Krueger's crew dug down deep under the footings and harnessed up the weathered stone wall and tipped it back into place. They then anchored the wall with large cables stretching across the top of the barn and mortared the large cracks in the corners.
Jaworski said the structural damage to the walls had been present for years.
"The Frysh brothers both believe there were cracks in the walls when they bought the building," Jaworski said. If Orvil wouldn't have fixed that, the whole wall would have fallen down."
Reaching their goal
The Frysh's niece Mary DuChateau inherited the barn along with 10 acres in 2002. Four years later she sold the property to real estate developer Harold Peterson. Understanding the desire and interest of the local community to preserve the barn, Peterson sold the building and the land parcel to the township of Chase for $150,000.

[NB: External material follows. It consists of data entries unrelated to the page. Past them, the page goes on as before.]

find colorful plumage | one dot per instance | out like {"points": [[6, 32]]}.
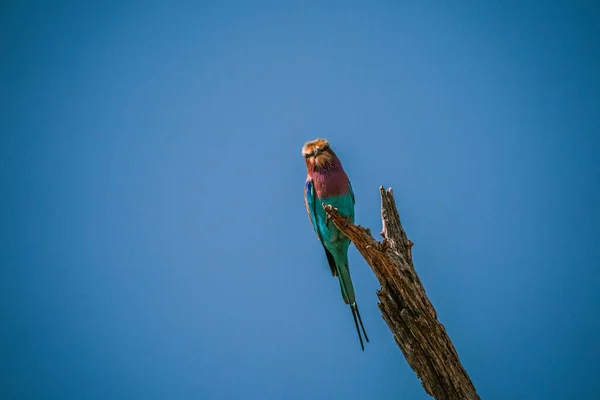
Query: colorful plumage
{"points": [[327, 183]]}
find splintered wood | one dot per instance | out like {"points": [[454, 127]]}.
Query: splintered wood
{"points": [[405, 306]]}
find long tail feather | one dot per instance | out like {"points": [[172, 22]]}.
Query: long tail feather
{"points": [[360, 320], [354, 312]]}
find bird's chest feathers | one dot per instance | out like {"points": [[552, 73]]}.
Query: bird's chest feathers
{"points": [[331, 184]]}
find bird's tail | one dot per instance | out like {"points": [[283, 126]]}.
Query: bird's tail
{"points": [[350, 298]]}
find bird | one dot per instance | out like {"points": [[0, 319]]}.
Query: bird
{"points": [[327, 182]]}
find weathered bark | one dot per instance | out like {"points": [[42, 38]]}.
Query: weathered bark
{"points": [[405, 306]]}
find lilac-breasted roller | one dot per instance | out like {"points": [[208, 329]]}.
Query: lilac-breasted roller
{"points": [[328, 183]]}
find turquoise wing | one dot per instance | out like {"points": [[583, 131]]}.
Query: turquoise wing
{"points": [[310, 202]]}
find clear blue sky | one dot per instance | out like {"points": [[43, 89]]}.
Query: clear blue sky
{"points": [[153, 238]]}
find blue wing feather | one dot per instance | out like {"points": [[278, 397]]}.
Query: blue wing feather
{"points": [[309, 198]]}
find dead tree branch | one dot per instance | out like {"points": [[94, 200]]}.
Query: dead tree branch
{"points": [[405, 306]]}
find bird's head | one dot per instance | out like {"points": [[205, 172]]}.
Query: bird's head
{"points": [[318, 154]]}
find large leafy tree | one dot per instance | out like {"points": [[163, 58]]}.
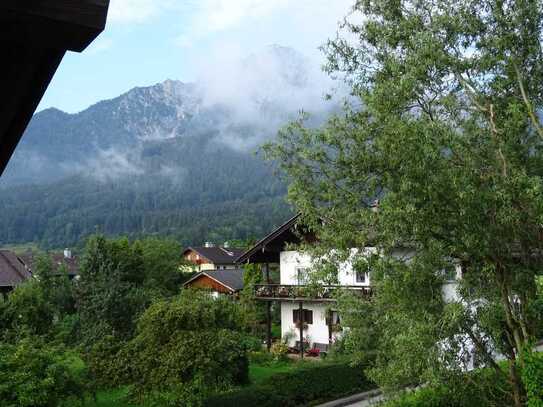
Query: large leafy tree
{"points": [[444, 133]]}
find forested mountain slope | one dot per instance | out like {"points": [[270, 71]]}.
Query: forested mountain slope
{"points": [[174, 159]]}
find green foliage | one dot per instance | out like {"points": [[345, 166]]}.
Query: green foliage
{"points": [[532, 376], [26, 310], [260, 358], [38, 306], [110, 290], [35, 374], [311, 383], [161, 260], [279, 351], [482, 388], [445, 137], [189, 342]]}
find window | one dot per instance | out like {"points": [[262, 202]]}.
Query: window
{"points": [[361, 271], [308, 316], [450, 272], [333, 318], [301, 275], [361, 276]]}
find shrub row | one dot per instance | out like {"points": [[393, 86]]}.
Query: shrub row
{"points": [[314, 383]]}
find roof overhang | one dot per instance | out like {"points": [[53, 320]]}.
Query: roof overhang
{"points": [[268, 249], [35, 36], [204, 274]]}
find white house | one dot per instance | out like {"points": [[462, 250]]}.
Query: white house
{"points": [[307, 314]]}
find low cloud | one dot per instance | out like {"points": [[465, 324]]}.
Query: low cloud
{"points": [[261, 92], [111, 164]]}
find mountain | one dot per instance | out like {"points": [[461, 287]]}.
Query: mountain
{"points": [[172, 159]]}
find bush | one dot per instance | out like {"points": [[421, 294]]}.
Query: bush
{"points": [[532, 376], [261, 358], [191, 341], [315, 382], [34, 374], [279, 351]]}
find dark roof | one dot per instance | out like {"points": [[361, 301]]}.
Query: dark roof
{"points": [[71, 263], [268, 248], [230, 278], [12, 269], [217, 254], [35, 37]]}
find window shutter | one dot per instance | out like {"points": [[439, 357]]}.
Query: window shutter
{"points": [[296, 316], [308, 316]]}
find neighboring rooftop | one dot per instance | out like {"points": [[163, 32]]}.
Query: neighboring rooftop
{"points": [[12, 270], [268, 249], [66, 258], [229, 278], [217, 254]]}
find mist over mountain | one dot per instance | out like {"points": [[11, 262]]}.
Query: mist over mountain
{"points": [[174, 158]]}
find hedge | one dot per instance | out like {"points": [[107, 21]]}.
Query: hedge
{"points": [[309, 384], [532, 376]]}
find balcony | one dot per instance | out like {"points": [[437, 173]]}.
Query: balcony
{"points": [[285, 292]]}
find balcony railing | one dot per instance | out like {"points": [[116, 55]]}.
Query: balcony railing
{"points": [[306, 292]]}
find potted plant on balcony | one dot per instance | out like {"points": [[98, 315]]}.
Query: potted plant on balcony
{"points": [[336, 328], [304, 326], [283, 291]]}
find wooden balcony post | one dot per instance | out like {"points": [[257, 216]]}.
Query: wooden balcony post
{"points": [[330, 322], [301, 322], [268, 310]]}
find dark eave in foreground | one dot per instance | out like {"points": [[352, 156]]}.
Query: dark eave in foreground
{"points": [[267, 249], [35, 36]]}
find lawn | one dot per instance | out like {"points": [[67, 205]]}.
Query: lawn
{"points": [[259, 373]]}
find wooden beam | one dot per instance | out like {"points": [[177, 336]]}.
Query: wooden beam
{"points": [[60, 24], [301, 321], [268, 310], [35, 36]]}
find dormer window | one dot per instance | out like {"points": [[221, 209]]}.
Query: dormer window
{"points": [[301, 275], [361, 277]]}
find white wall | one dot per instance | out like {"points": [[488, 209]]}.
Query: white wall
{"points": [[290, 261], [316, 332]]}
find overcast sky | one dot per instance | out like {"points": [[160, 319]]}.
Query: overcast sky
{"points": [[148, 41]]}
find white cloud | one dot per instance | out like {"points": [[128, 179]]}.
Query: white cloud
{"points": [[134, 11], [99, 45], [209, 17]]}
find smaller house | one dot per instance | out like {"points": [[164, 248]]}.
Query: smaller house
{"points": [[65, 258], [12, 271], [228, 281], [211, 257]]}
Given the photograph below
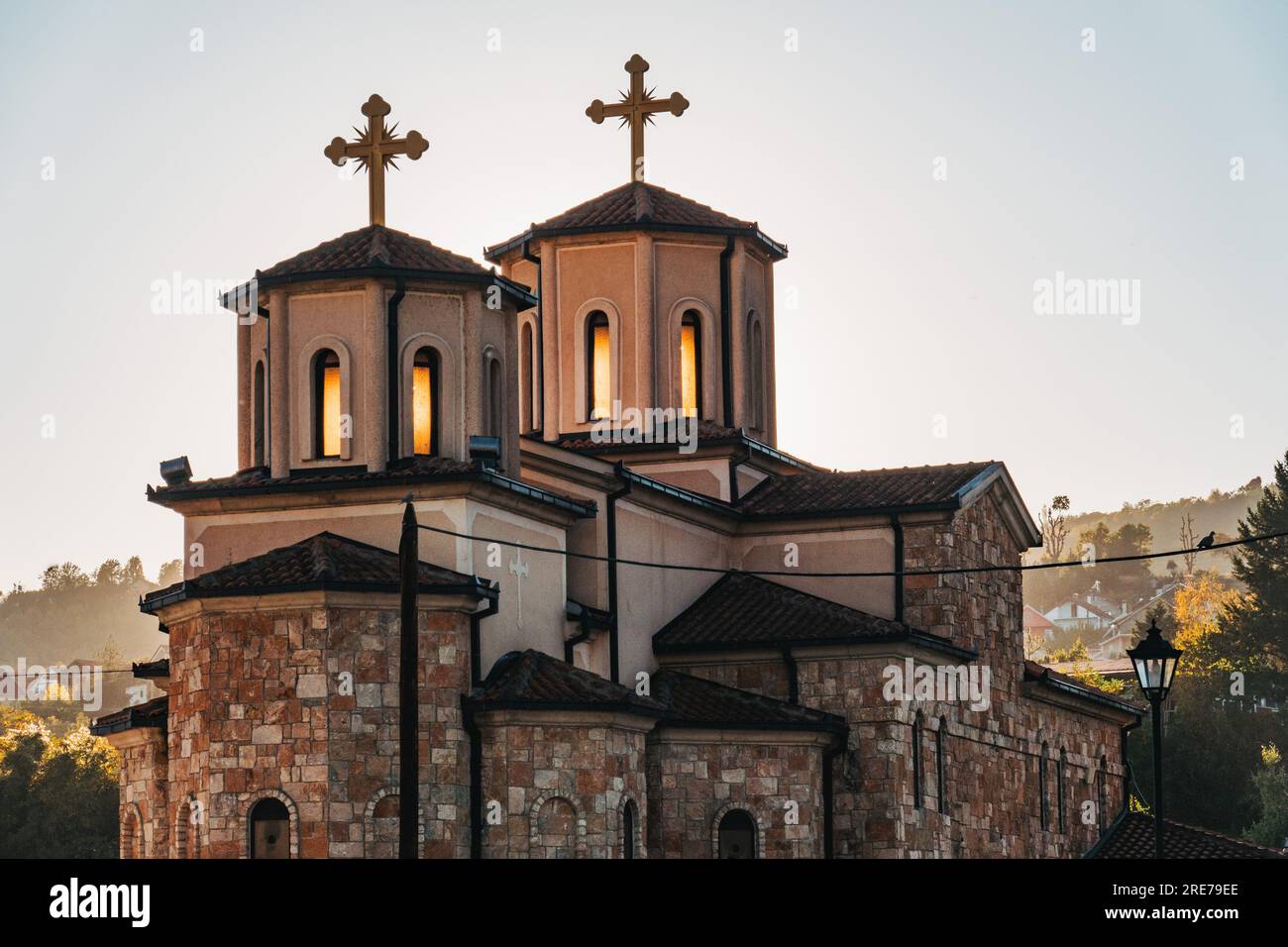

Kristin Kolkowski who spearheaded the fundraising project, told media that the committee's goal was to raise $430,000. By raising $287,000 (two-thirds of the total) by June 30, 2012, the Jeffris Foundation of Janesville would contribute the remaining $143,000 in the form of a matching grant.
Jaworski says it was a combination of grants, fundraising efforts, and donations from individuals and businesses – over 360 donors from 16 states – that allowed the group to raise $530,000.
"It didn't cost the town of Chase taxpayers any money," Jaworski said. "We're real proud of that."
With the fundraising goal met, the committee was able to move forward with the restoration that would include tuckpointing the mortar, fixing the roof, doors and windows and placing a hard surface on the floor of the barn.
Jaworski says the group hopes to implement a museum feature on the property that conveys the history of the barn, the Krause family and the local community.
While touring other historical properties, Jaworski said the committee wanted to find a way to finance the upkeep of the property.
The large, wide open space of the threshing area of the barn is conducive to large gatherings. For the past three years, the Chase Stone Barn has been available to the public for rentals.
"Almost every weekend during the summer the barn is rented out for a wedding at $2,500 for a weekend. And in the fall we convert it into a haunted barn. We've been able to raise $10,000-15,000 doing that," he said. "While it isn't being used for what it was originally designed for, we're able to use to for entertainment and hosting gatherings. Something the public really enjoys."